Arnold Schwarzenneger

Hasta la vista baby
En 1984, James Cameron en fait son Terminator, un robot masqué sous une enveloppe charnelle, doté de capacités physiques hors du commun et capable de se faire passer pour humain. Un androïde aussi charismatique qu'effrayant, incarnant toutes les possibles dérives du futur. Sur l'écran, le corps de Schwarzennegger – produit de séances de musculation intenses – épouse les contours de Terminator, robot métallique fabriqué à l'usine. Dans cette hybridité de fiction et de technicité s'inscrit le récit de la démesure reaganienne, prônant le gigantisme et le fitness comme nouveau mode de civilisation. En 1983, Arnold Schwarzennegger épouse Maria Shriver, la nièce de John Kennedy. À son propos, elle dira : « Ma famille voulait Washington, des hommes politiques, des démocrates.

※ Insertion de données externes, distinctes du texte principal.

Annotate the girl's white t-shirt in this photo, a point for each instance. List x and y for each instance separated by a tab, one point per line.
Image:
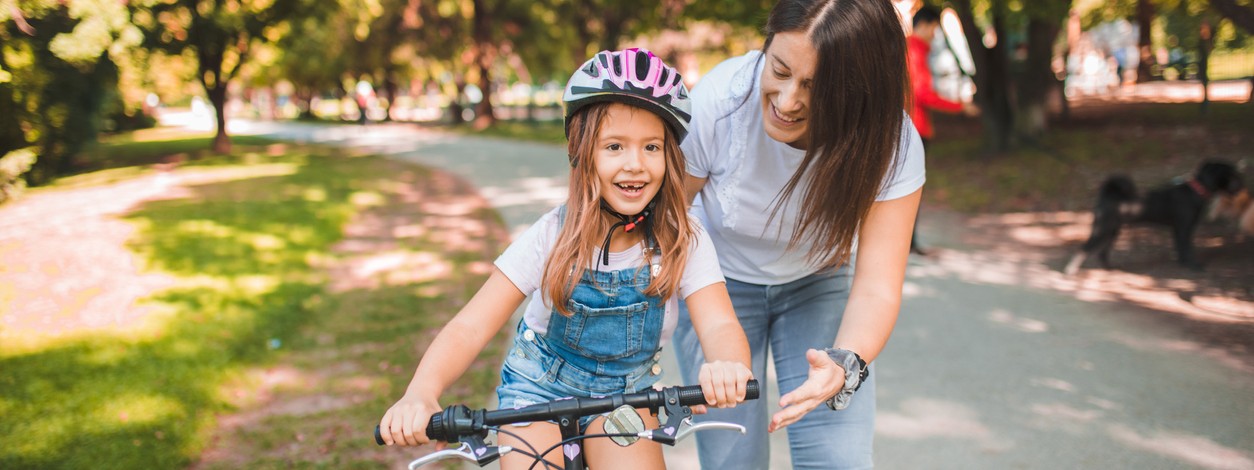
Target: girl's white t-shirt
745	171
523	263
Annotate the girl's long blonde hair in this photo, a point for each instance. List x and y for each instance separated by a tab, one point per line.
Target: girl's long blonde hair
586	223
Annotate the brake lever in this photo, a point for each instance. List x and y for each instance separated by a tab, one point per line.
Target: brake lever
667	435
707	426
468	451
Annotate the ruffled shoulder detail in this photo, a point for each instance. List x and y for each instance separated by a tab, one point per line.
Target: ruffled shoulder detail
741	97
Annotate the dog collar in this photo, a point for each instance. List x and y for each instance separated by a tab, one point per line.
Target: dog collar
1198	188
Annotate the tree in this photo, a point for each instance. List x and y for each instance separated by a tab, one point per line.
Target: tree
221	33
57	78
1012	98
1243	16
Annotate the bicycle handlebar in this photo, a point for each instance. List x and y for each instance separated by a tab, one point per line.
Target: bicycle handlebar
457	421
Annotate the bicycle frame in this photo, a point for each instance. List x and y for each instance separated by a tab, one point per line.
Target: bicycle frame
459	424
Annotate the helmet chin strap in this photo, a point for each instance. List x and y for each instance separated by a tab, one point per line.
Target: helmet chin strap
628	224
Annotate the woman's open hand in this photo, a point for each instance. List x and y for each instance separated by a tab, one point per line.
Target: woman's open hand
824	381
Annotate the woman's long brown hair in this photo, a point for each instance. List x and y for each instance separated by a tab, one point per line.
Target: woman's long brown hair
586	223
857	107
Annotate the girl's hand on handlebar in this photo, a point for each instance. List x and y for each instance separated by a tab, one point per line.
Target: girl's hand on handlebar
405	421
724	382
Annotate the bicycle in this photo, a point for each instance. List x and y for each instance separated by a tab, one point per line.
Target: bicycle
470	428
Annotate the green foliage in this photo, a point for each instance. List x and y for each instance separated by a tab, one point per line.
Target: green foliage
13	166
57	94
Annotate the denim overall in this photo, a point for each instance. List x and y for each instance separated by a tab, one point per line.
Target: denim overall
610	344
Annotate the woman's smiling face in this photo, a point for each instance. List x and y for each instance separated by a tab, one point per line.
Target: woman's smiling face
786	79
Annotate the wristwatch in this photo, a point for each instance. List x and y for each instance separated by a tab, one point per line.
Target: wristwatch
855	374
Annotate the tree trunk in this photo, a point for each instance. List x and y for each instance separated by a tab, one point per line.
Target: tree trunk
1033	87
1204	48
1144	44
455	104
992	79
218	98
484	52
390	89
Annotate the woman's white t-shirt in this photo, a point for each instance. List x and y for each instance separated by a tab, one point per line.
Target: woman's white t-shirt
745	171
523	263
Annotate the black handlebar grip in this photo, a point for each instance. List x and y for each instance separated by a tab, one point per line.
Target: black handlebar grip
692	395
751	390
430	428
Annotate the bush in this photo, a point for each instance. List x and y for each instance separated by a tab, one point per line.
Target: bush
13	164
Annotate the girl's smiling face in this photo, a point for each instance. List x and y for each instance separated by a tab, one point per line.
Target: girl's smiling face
630	158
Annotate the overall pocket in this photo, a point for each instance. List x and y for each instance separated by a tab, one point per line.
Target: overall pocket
527	361
605	334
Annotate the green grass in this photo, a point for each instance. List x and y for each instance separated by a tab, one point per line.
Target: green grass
1151	143
250	292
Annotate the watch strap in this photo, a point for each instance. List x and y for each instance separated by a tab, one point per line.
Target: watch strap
855	372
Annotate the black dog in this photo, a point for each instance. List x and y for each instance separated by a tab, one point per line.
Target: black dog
1179	206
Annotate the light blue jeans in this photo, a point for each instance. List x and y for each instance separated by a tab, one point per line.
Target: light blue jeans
789	320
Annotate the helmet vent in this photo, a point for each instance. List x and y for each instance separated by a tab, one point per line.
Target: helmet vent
642	62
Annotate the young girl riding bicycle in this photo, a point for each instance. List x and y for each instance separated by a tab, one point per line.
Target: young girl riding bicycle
605	272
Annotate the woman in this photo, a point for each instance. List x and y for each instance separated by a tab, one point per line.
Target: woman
803	157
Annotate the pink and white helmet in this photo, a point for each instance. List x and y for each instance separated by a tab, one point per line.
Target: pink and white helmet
633	77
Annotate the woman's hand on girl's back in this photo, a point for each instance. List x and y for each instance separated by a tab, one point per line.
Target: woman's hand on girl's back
405	421
724	382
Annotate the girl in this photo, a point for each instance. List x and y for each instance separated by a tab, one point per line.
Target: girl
803	156
606	272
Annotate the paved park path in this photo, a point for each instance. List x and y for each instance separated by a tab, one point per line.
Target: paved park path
997	360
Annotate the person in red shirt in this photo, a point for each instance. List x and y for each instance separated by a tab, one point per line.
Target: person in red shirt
926	24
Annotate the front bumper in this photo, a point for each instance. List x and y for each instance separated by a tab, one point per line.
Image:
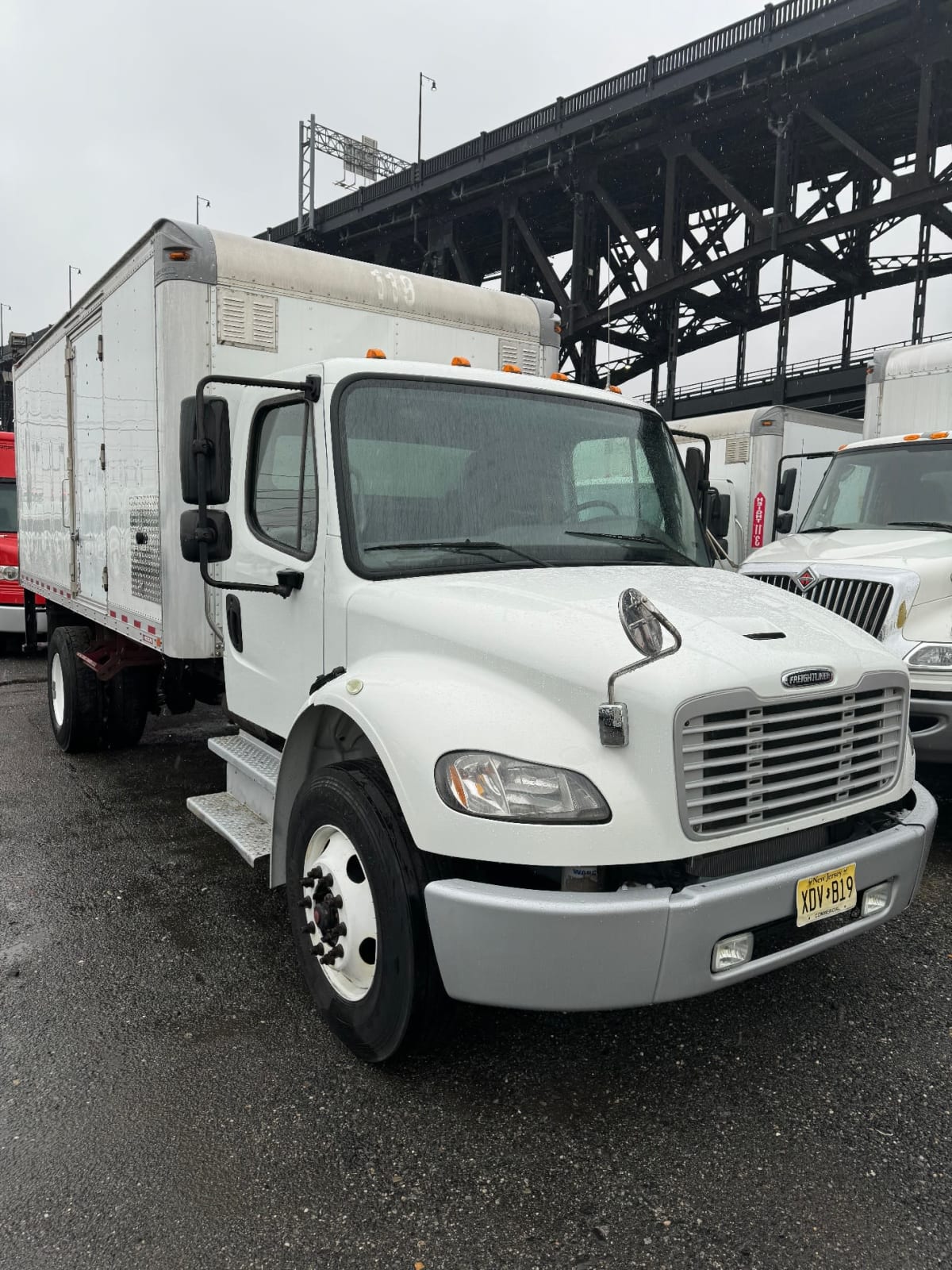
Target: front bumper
931	725
13	622
609	950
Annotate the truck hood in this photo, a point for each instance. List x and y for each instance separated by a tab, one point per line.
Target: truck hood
562	625
924	552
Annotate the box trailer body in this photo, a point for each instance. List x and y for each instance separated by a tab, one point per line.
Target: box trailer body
12	613
753	451
505	736
98	448
909	389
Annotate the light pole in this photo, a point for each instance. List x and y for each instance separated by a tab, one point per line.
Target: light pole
419	114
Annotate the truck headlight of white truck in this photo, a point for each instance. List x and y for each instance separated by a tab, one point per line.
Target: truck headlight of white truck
501	729
509	789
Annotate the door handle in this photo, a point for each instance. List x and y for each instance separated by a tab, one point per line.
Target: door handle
232	619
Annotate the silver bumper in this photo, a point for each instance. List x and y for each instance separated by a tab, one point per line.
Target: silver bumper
931	727
13	622
558	950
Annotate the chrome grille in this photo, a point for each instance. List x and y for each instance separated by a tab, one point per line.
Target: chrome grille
860	601
746	762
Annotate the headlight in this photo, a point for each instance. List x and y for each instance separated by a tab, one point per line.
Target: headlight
932	657
509	789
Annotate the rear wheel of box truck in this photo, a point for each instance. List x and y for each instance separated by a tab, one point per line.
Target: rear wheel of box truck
355	889
74	691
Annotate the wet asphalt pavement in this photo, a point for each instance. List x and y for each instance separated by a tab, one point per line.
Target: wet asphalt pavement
169	1099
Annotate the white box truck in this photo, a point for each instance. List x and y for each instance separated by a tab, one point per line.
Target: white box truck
876	544
766	467
505	737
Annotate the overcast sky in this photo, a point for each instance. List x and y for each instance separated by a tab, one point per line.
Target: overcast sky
117	112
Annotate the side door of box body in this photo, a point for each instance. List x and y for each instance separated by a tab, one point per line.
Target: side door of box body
88	436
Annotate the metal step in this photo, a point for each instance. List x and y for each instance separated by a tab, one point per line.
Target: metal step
251	757
248	833
251	772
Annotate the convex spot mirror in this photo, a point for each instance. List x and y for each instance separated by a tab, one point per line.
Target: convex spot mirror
216	533
217	465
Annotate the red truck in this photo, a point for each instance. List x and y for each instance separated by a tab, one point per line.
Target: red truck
12	619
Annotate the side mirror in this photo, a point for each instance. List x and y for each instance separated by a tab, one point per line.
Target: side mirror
217	467
720	514
216	533
785	493
695	469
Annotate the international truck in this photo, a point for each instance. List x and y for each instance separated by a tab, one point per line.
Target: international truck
505	737
766	467
12	600
876	544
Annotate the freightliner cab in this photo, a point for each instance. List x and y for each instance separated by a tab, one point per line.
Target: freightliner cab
501	736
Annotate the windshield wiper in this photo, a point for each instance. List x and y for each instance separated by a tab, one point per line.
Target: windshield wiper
630	537
467	548
922	525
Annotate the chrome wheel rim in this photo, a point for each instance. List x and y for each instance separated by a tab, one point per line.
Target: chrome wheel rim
57	694
340	918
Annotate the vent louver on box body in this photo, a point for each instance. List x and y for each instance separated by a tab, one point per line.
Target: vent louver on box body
517	352
860	601
738	448
248	321
744	762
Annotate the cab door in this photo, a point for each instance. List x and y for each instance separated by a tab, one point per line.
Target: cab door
88	441
273	647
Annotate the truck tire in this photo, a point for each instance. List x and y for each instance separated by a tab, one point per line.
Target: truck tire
73	691
127	700
378	982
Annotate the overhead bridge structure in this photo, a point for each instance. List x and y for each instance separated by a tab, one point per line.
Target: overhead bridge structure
736	182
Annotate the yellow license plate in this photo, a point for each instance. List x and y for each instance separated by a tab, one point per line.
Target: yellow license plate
825	895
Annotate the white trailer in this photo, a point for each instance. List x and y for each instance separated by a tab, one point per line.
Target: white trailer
876	543
766	467
909	389
505	734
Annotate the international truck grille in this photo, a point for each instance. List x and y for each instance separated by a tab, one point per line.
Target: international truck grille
759	762
862	602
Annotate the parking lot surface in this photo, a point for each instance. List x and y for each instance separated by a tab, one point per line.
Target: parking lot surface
169	1098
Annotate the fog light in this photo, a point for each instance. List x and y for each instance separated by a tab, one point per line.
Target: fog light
876	899
735	950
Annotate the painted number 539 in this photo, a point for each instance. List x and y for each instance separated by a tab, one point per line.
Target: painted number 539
397	287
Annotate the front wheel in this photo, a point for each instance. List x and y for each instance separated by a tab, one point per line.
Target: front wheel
355	888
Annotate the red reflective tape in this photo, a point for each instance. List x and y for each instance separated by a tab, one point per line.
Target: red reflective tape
757	529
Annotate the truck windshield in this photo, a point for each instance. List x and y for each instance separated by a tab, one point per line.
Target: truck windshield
524	479
885	488
8	507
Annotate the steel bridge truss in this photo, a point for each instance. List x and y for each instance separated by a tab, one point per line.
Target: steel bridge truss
753	186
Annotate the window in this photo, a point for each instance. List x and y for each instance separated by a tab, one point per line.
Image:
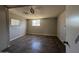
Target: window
15	22
35	22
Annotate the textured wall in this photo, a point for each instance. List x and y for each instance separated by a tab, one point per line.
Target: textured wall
19	30
61	26
48	26
72	28
3	28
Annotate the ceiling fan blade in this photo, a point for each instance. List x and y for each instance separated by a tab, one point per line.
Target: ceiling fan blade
32	10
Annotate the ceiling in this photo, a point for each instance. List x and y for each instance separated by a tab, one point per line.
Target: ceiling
40	11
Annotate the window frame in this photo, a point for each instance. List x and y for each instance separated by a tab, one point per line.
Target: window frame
35	22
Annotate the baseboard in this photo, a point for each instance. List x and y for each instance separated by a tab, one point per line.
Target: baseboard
42	34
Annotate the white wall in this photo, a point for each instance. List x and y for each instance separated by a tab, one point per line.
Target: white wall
72	28
61	25
4	33
17	31
48	26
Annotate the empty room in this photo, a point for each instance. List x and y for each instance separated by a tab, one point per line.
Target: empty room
39	29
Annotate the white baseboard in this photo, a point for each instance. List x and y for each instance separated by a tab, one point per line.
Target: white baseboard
43	34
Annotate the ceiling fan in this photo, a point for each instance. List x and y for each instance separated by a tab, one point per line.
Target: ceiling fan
31	10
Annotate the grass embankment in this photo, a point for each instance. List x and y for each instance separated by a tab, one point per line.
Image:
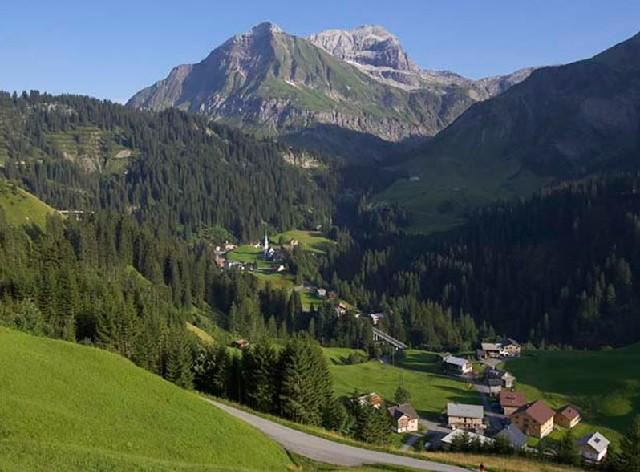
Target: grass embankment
604	385
21	207
419	372
71	407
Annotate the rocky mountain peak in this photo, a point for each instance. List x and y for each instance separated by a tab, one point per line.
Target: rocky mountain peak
266	27
367	45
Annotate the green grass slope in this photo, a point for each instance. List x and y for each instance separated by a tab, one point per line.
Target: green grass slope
69	407
21	207
419	372
604	385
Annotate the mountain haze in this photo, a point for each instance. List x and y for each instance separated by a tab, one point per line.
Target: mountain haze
277	83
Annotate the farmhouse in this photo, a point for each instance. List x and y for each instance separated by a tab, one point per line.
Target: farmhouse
534	419
506	379
511	401
593	447
567	417
404	417
463	416
511	348
504	348
457	365
458	434
490	350
516	438
372	399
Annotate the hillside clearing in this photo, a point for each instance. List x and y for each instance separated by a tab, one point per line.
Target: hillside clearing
604	385
419	373
80	408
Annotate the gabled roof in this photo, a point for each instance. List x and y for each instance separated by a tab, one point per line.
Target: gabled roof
490	347
594	440
403	410
459	361
465	411
569	412
538	411
516	438
512	399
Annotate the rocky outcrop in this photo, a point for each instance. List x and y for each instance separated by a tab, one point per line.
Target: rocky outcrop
360	80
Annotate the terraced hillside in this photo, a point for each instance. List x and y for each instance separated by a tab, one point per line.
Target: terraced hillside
79	408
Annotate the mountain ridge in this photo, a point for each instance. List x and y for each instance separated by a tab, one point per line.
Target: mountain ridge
277	84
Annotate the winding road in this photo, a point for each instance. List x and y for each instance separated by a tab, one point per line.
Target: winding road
326	451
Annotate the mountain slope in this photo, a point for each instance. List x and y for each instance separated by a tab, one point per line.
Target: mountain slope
78	153
278	83
379	54
561	122
21	207
78	408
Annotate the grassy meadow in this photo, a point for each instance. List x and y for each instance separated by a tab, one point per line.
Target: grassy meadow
20	207
79	408
604	385
418	371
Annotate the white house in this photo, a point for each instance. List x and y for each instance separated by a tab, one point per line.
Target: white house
593	447
457	365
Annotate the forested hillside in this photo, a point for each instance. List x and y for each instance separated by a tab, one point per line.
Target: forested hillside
559	268
175	170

J'ai choisi l'Autriche, le bodybuilder, le Républicain. »

Mister America
Plébiscité par les studios hollywoodiens pour sa capacité à faire rêver la dystopie, Schwarzie va enchainer les succès dans un registre qui le résume : la science-fiction, un genre où la technique côtoie le désir de puissance et les récits surnaturels. Et puis ce sera la politique, le soutien à George Bush qui voit en lui un allié tout trouvé pour lutter contre les fainéants. Une réclame ambulante du rêve américain qui deviendra, à 56 ans, le gouverneur de l'État le plus puissant des États-Unis. Schwarzie n'est pas le premier homme de spectacle à envisager la politique comme un nouveau rôle. En revanche, il est peut-être le premier à l'avoir fait de manière aussi décomplexée. De retour au cinéma après deux mandats en tant que gouverneur de Californie, il affirmera : « Un homme politique est là pour servir le public, un acteur est là pour le divertir. » À moins que ce ne soit l'inverse ?

La fabrique d'Arnold Schwarzenegger, un documentaire de Jérôme Momcilovic et Camille Juza à découvrir en streaming sur Arte.tv jusqu'au 17 février.